Der Wert dieser Goldmünze wurde im Katalog mit fünfzehntausend Dollar angegeben.
Da ich fürchtete, sie habe die Münze gestohlen, fragte ich, wie sie daran gekommen sei. Die kleine Elliot erzählte mir, dass sie die Münze von der Zahnfee für einen ausgefallenen Zahn bekommen habe, und zeigte mir die Lücke. Ein vorderer Backenzahn fehlte, ein Milchzahn.

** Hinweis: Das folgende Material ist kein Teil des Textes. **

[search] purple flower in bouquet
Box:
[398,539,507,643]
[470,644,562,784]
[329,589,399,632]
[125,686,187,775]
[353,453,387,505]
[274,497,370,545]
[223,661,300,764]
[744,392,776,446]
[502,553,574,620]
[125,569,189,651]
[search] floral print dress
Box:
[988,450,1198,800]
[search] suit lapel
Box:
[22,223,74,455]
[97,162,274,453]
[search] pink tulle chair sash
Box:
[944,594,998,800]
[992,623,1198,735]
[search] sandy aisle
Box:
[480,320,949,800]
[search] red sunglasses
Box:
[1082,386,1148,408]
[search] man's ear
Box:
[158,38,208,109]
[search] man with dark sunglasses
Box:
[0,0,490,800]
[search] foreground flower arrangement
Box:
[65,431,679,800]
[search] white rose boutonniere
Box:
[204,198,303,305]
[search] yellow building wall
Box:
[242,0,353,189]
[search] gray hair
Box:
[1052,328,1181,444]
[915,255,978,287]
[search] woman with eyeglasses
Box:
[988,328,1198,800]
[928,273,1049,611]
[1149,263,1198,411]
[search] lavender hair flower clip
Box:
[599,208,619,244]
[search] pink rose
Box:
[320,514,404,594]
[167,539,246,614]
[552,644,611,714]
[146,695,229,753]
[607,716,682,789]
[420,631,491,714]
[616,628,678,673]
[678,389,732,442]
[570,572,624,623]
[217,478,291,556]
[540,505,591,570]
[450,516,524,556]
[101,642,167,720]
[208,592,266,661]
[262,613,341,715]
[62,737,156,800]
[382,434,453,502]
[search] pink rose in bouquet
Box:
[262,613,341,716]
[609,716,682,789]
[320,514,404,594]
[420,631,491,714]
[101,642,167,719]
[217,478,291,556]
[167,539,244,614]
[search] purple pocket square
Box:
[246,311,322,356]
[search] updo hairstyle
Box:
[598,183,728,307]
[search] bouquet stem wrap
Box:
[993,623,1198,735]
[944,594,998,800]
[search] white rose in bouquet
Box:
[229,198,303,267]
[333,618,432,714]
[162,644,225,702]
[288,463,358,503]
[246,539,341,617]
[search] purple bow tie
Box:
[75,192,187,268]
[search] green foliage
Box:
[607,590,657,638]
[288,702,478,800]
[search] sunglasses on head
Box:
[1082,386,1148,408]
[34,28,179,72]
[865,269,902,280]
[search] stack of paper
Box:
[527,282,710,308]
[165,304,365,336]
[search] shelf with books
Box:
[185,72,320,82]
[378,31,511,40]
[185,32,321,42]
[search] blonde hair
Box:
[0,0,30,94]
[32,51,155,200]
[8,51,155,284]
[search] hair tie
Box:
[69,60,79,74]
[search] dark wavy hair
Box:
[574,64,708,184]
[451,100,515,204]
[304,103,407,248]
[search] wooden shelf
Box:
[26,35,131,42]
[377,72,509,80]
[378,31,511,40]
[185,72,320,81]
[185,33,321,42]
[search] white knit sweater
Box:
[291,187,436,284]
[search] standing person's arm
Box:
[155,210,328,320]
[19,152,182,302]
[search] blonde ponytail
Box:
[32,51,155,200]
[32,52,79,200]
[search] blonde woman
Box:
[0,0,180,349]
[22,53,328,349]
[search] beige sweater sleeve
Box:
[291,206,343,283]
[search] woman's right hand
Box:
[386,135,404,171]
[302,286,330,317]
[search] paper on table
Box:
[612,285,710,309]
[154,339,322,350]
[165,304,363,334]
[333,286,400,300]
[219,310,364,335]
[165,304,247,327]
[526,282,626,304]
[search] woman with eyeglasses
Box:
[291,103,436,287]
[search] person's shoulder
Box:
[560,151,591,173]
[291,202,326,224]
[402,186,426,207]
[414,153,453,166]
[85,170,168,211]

Bodie Carlyle: Vordere Backenzähne brachten fünf Dollar in Gold. Hintere zehn. Silas Hendersen behauptete, er habe in den Sommerferien zwölf Schneidezähne, neun Eckzähne und sechzehn Weisheitszähne verloren. Einige ältere Schüler verkauften ihre Zähne an Fünftklässler gegen eine fünfzigprozentige Beteiligung an dem Zahnfee-Geld. Andere versuchten es mit Pferdezähnen, Hundezähnen, riesigen Kuhzähnen, die schon bis auf die Wurzeln abgekaut waren. Rant Casey entwickelte sich zu einem wahren Zahnexperten. Konnte Silberfüllung von Amalgam unterscheiden. Einen echten abgebrochenen Zahn von einer ausgebrochenen Krone. Rant hatte haufenweise Zähne in seinem Zimmer, erst in Suppendosen, dann in Zigarrenkisten und Schuhkartons, dann in Einkaufstüten. Das Zahnmuseum von Middleton.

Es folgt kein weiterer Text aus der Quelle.